Use of Domperidone for Treatment of Upper Gastrointestinal Disorders (Domperidone)
Gastroparesis
About this trial
This is an expanded access trial for Gastroparesis focused on measuring Gastroparesis
Eligibility Criteria
Inclusion Criteria:
- Male or female
- Age 18 and older
- Symptoms or manifestations secondary to motility disorders of the upper GI tract. These include gastroparesis, functional dyspepsia, gastroesophageal reflux disease that are refractory to standard therapy.
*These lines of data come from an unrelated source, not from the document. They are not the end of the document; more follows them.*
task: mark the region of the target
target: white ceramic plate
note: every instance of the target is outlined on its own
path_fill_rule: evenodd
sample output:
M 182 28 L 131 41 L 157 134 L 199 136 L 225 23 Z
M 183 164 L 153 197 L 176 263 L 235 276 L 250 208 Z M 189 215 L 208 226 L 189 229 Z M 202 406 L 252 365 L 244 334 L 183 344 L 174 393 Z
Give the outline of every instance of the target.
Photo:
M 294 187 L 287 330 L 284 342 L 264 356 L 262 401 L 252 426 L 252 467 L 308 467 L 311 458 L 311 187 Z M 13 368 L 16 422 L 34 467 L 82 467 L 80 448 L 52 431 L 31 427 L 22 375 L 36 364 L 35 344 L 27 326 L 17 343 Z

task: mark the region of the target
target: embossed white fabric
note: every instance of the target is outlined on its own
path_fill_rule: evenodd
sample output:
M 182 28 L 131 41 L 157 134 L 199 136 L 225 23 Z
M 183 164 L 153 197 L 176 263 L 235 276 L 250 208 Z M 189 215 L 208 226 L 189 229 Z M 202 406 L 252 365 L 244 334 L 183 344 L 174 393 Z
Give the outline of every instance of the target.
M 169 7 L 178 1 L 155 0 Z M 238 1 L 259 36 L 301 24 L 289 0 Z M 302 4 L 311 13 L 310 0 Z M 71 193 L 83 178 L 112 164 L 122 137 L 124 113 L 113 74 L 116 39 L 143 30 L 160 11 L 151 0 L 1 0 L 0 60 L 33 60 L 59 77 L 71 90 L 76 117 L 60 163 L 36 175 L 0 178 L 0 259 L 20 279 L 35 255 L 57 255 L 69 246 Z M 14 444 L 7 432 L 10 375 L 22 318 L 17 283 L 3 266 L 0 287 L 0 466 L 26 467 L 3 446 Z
- Patients must have a comprehensive evaluation to eliminate other causes of their symptoms. This includes a history and physical examination. A recent (within 3 years) evaluation of the upper GI tract with either upper endoscopy or upper GI radiographic series. Baseline blood tests suggested are electrolytes, magnesium, and prolactin level.
Patient has signed informed consent for the administration of domperidone that informs the patient of potential adverse events including:
- Increased prolactin levels
- Breast changes
- Extrapyramidal side effects
- Cardiac arrhythmias including QT prolongation (increased risk with the drugs listed in the appendix)
Exclusion Criteria:
History of, or current, arrhythmias including ventricular tachycardia, ventricular fibrillation and Torsade des Pointes. Patients with minor forms of ectopy (PACs) are not necessarily excluded.
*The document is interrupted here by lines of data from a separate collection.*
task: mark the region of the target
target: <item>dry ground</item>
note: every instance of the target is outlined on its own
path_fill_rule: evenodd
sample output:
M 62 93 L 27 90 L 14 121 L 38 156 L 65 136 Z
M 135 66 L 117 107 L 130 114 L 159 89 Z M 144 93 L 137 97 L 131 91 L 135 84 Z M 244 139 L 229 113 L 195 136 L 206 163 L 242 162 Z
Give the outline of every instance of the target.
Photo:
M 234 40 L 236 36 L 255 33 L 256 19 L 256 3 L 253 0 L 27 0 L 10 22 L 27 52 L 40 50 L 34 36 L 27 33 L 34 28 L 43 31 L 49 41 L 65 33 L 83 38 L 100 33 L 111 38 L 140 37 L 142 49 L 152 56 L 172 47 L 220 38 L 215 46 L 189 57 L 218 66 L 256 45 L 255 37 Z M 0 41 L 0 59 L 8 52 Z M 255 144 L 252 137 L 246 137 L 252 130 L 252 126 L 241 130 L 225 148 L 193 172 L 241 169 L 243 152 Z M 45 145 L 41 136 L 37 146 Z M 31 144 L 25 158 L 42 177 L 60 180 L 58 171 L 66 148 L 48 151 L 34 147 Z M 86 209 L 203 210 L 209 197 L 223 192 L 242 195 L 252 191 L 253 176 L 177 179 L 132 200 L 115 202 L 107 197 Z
2. Clinically significant bradycardia, sinus node dysfunction, or heart block. Prolonged QTc (QTc > 450 milliseconds for males, QTc > 470 milliseconds for females).
3. Clinically significant electrolyte disorders. These include significant hypokalemia, hyperkalemia, hypomagnesemia, and hypermagnesemia that cannot be corrected with treatment of these electrolyte abnormalities.
4. Gastrointestinal hemorrhage or obstruction. 5. Presence of a prolactinoma (prolactin-releasing pituitary tumor). 6. Pregnant or breast feedings female. 7. Known allergy to domperidone.